BabyCenter.com claims that no research supports the idea that playing music when your baby is in the womb makes him smarter; and if you want to play music for your unborn baby, play it because you enjoy it, not because you are trying to make him smarter. And when an expectant mother listens to soothing music, she relaxes, and that, itself, is beneficial for the baby's growth.

As parents, we want to do, provide, and get the best for our kids - even for the unborn. So, even though there is no strong evidence that music promotes the positive development of the baby's intelligence or musical talents, it doesn't hurt to actually play some nice music during the pregnancy for the baby to listen to. Well, at least we know "bad sounds" impacts the baby negatively. That's right - don't watch Ju-on.

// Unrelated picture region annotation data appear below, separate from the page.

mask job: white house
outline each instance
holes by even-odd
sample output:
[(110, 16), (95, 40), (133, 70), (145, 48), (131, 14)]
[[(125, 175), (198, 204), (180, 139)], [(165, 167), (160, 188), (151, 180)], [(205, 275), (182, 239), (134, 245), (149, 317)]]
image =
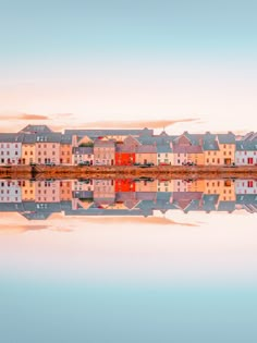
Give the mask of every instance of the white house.
[(22, 188), (19, 180), (0, 180), (0, 203), (21, 203)]
[(257, 181), (235, 180), (235, 194), (257, 194)]
[(235, 150), (236, 166), (257, 163), (257, 140), (237, 140)]

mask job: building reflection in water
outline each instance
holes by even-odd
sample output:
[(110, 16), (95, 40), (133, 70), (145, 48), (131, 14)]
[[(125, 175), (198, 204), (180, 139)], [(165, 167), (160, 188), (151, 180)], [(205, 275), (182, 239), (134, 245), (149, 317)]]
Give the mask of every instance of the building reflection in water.
[(154, 216), (168, 210), (257, 211), (256, 180), (0, 180), (0, 211), (28, 220), (64, 216)]

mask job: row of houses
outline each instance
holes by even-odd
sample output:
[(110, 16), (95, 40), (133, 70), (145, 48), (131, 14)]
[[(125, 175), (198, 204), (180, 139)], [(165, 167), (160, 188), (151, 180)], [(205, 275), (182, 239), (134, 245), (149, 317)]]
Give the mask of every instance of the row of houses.
[[(206, 180), (197, 191), (178, 191), (176, 187), (182, 187), (179, 182), (183, 183), (171, 181), (169, 185), (166, 181), (155, 181), (154, 186), (150, 181), (140, 181), (138, 184), (136, 181), (119, 180), (0, 180), (0, 212), (20, 212), (29, 220), (44, 220), (54, 212), (64, 212), (65, 216), (144, 217), (155, 216), (155, 211), (166, 213), (168, 210), (209, 213), (244, 209), (257, 212), (257, 182), (254, 180), (232, 183)], [(205, 192), (200, 191), (203, 185)], [(157, 187), (161, 191), (155, 192)], [(245, 191), (248, 187), (249, 192), (241, 193), (242, 187)]]
[(117, 193), (203, 193), (231, 201), (236, 195), (257, 198), (257, 180), (0, 180), (0, 203), (58, 203), (86, 198), (88, 192), (103, 201), (115, 198)]
[(152, 130), (66, 130), (27, 125), (0, 134), (0, 164), (56, 163), (75, 166), (253, 166), (257, 163), (257, 133), (155, 135)]

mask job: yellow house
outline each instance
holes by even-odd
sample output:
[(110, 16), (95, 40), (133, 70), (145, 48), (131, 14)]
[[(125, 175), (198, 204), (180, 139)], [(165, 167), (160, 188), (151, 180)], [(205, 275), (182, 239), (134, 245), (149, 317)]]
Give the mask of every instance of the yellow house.
[(219, 201), (235, 200), (235, 185), (232, 180), (205, 180), (205, 194), (218, 194)]
[(194, 162), (197, 166), (204, 164), (205, 155), (201, 148), (201, 135), (184, 132), (173, 140), (174, 166), (186, 162)]
[(36, 183), (30, 180), (21, 180), (22, 201), (34, 201)]
[(206, 166), (232, 164), (235, 161), (235, 136), (232, 133), (218, 135), (206, 133), (203, 150)]
[(36, 135), (25, 134), (22, 144), (22, 164), (36, 162)]

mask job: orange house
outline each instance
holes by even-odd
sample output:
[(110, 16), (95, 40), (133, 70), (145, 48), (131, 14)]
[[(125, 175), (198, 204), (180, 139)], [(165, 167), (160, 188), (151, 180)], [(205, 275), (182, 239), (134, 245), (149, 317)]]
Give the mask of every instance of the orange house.
[(115, 180), (115, 193), (117, 192), (135, 192), (135, 182), (130, 179), (118, 179)]

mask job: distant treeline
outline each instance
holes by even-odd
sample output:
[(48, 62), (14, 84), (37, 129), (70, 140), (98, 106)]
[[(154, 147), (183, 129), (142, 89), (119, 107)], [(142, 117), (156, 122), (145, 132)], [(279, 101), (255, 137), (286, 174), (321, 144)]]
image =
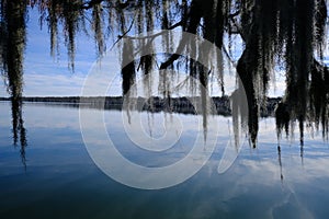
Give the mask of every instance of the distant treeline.
[[(228, 96), (214, 96), (212, 97), (215, 105), (213, 114), (229, 116), (231, 115), (230, 102)], [(10, 97), (0, 97), (0, 101), (10, 101)], [(54, 105), (66, 105), (69, 107), (87, 107), (99, 110), (118, 110), (123, 107), (135, 106), (137, 111), (148, 112), (171, 112), (182, 114), (196, 114), (194, 106), (195, 103), (202, 103), (201, 97), (170, 97), (163, 99), (154, 96), (150, 99), (134, 97), (126, 102), (122, 96), (33, 96), (22, 97), (23, 102), (45, 103)], [(266, 106), (261, 108), (261, 116), (273, 116), (277, 103), (281, 97), (269, 97)], [(194, 104), (193, 104), (194, 103)]]

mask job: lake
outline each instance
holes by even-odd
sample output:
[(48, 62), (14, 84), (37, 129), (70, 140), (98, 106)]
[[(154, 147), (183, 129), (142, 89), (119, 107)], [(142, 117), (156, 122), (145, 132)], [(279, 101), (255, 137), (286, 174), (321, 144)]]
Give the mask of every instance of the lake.
[[(211, 116), (205, 134), (198, 115), (132, 113), (131, 116), (139, 116), (141, 130), (138, 124), (134, 127), (133, 123), (125, 123), (125, 112), (81, 108), (80, 116), (82, 113), (92, 118), (102, 114), (104, 118), (103, 123), (87, 119), (82, 136), (79, 108), (26, 103), (24, 166), (20, 146), (13, 146), (10, 103), (0, 102), (0, 107), (2, 219), (327, 218), (329, 215), (328, 142), (308, 130), (300, 148), (296, 130), (295, 140), (281, 140), (279, 152), (272, 117), (261, 119), (257, 148), (250, 148), (241, 135), (243, 145), (239, 151), (230, 140), (230, 117)], [(144, 172), (128, 172), (124, 165), (121, 172), (111, 172), (111, 166), (104, 169), (106, 162), (116, 158), (101, 151), (106, 146), (100, 131), (104, 128), (126, 160), (147, 170), (179, 163), (193, 147), (202, 147), (198, 152), (204, 151), (209, 159), (203, 163), (205, 157), (201, 155), (200, 164), (193, 157), (201, 169), (195, 174), (185, 173), (191, 171), (186, 165), (185, 171), (177, 169), (177, 175), (159, 175), (159, 185), (168, 180), (168, 186), (163, 184), (157, 189), (152, 184), (140, 189), (138, 185), (150, 182)], [(138, 138), (138, 134), (151, 138)], [(88, 141), (90, 138), (95, 141)], [(99, 148), (90, 146), (93, 142)], [(226, 158), (234, 158), (232, 163), (218, 173), (218, 165)], [(117, 175), (111, 177), (111, 174)], [(186, 178), (179, 180), (184, 174)], [(126, 183), (120, 182), (125, 180)]]

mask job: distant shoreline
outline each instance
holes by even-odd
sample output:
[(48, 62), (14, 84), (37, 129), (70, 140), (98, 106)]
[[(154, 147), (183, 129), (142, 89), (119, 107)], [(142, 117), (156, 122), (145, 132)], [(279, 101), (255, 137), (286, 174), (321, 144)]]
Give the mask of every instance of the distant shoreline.
[[(196, 114), (191, 100), (201, 102), (201, 97), (170, 97), (163, 99), (159, 96), (152, 96), (150, 99), (135, 97), (132, 99), (139, 108), (138, 111), (148, 112), (171, 112), (182, 114)], [(213, 96), (214, 105), (216, 106), (213, 114), (229, 116), (231, 115), (230, 102), (228, 96)], [(0, 97), (0, 101), (10, 101), (10, 97)], [(70, 107), (84, 107), (84, 108), (98, 108), (98, 110), (118, 110), (121, 111), (124, 104), (122, 96), (24, 96), (23, 103), (45, 103), (66, 105)], [(281, 97), (268, 97), (268, 104), (265, 108), (261, 110), (261, 116), (273, 116), (277, 103)]]

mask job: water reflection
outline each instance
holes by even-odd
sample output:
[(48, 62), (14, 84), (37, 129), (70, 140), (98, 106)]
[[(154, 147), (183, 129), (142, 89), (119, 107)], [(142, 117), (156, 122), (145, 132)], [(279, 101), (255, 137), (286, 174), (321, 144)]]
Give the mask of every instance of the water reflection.
[[(9, 103), (2, 104), (1, 108), (10, 110)], [(91, 115), (102, 113), (94, 108), (83, 111)], [(4, 113), (1, 111), (0, 115)], [(148, 113), (141, 114), (147, 128)], [(152, 115), (156, 127), (163, 114)], [(18, 151), (12, 150), (5, 134), (0, 134), (0, 187), (5, 188), (0, 189), (2, 218), (287, 218), (306, 215), (326, 218), (328, 215), (328, 148), (324, 147), (320, 136), (306, 135), (304, 166), (298, 139), (294, 143), (282, 140), (279, 157), (275, 120), (271, 117), (260, 123), (258, 149), (242, 147), (225, 173), (217, 173), (223, 154), (223, 146), (219, 146), (209, 162), (185, 183), (161, 191), (139, 191), (112, 181), (93, 164), (81, 139), (77, 108), (27, 103), (24, 115), (31, 146), (27, 174), (22, 174)], [(134, 148), (118, 126), (122, 112), (104, 112), (109, 135), (118, 143), (118, 150), (132, 161), (151, 166), (177, 161), (191, 148), (195, 137), (192, 124), (197, 115), (180, 116), (191, 124), (188, 126), (191, 129), (175, 150), (156, 157), (145, 155), (145, 151)], [(216, 118), (220, 124), (227, 125), (228, 119), (232, 123), (230, 117)], [(11, 127), (10, 120), (0, 125), (1, 130)], [(97, 134), (101, 127), (90, 124), (89, 128)], [(155, 137), (161, 134), (155, 127), (152, 130)], [(231, 149), (236, 151), (234, 143)]]

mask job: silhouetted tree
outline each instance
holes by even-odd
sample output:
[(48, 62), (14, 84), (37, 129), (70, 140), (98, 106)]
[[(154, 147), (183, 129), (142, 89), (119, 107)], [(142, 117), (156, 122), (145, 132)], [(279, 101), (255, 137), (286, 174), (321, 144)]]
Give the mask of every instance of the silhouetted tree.
[[(13, 100), (22, 95), (29, 8), (37, 8), (41, 23), (46, 23), (49, 28), (52, 55), (58, 48), (58, 37), (64, 36), (71, 69), (75, 68), (76, 35), (87, 32), (88, 26), (93, 30), (100, 56), (111, 35), (117, 35), (112, 37), (117, 43), (129, 37), (131, 33), (181, 28), (214, 43), (224, 54), (208, 54), (213, 56), (214, 69), (204, 69), (178, 54), (166, 55), (167, 60), (159, 68), (183, 66), (204, 85), (211, 78), (205, 72), (211, 72), (224, 88), (222, 59), (223, 56), (230, 57), (231, 36), (237, 35), (243, 42), (237, 73), (246, 89), (252, 142), (257, 140), (260, 107), (265, 104), (269, 82), (275, 77), (276, 69), (284, 69), (286, 77), (285, 96), (276, 112), (279, 134), (283, 127), (288, 132), (287, 124), (295, 122), (299, 123), (300, 139), (305, 123), (316, 127), (321, 124), (324, 136), (328, 134), (329, 71), (322, 64), (327, 34), (326, 0), (1, 0), (1, 64)], [(164, 48), (172, 46), (173, 36), (152, 37), (162, 37)], [(228, 43), (224, 43), (225, 38), (229, 39)], [(131, 43), (123, 44), (123, 50), (134, 51), (140, 44), (143, 41), (131, 38)], [(206, 56), (191, 42), (180, 42), (177, 49)], [(152, 55), (138, 57), (122, 69), (123, 94), (135, 81), (135, 70), (140, 68), (149, 74), (156, 59)], [(166, 90), (170, 80), (162, 82)], [(147, 84), (151, 87), (150, 83)]]

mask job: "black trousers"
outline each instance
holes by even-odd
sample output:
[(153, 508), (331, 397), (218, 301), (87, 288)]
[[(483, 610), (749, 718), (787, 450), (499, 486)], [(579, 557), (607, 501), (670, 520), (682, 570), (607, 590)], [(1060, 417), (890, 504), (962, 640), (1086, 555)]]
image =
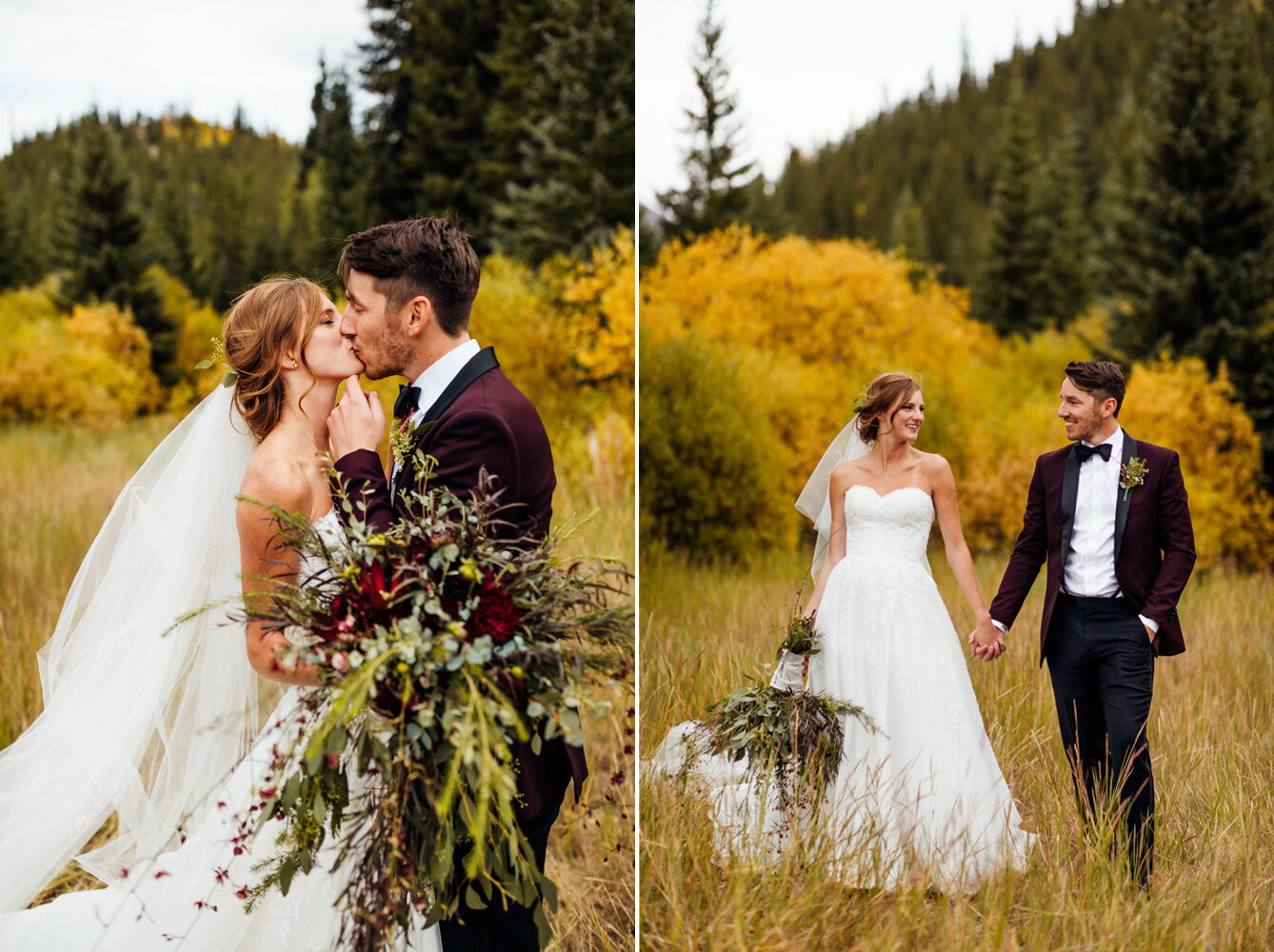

What are considered "good sounds" then? There are some evidences to suggest that soft music, such as quiet classical music and nature sounds have a calming effect on the baby - which often continues after birth. Many babies are soothed by the same soft music they heard during the pregnancy and recognise the rhythm. And several studies have demonstrated the newborn's ability to recognise certain music selections that were played during pregnancy. There are also many music CDs and lists of prenatal music designed for mums-to-be, and they all have a few common characteristics. The music are always soft, gentle and calming. They are mostly piano or chamber music. And, classical.

Make sure the music is played at a comfortable level for the baby, keeping in mind that the amniotic fluid conducts sound well!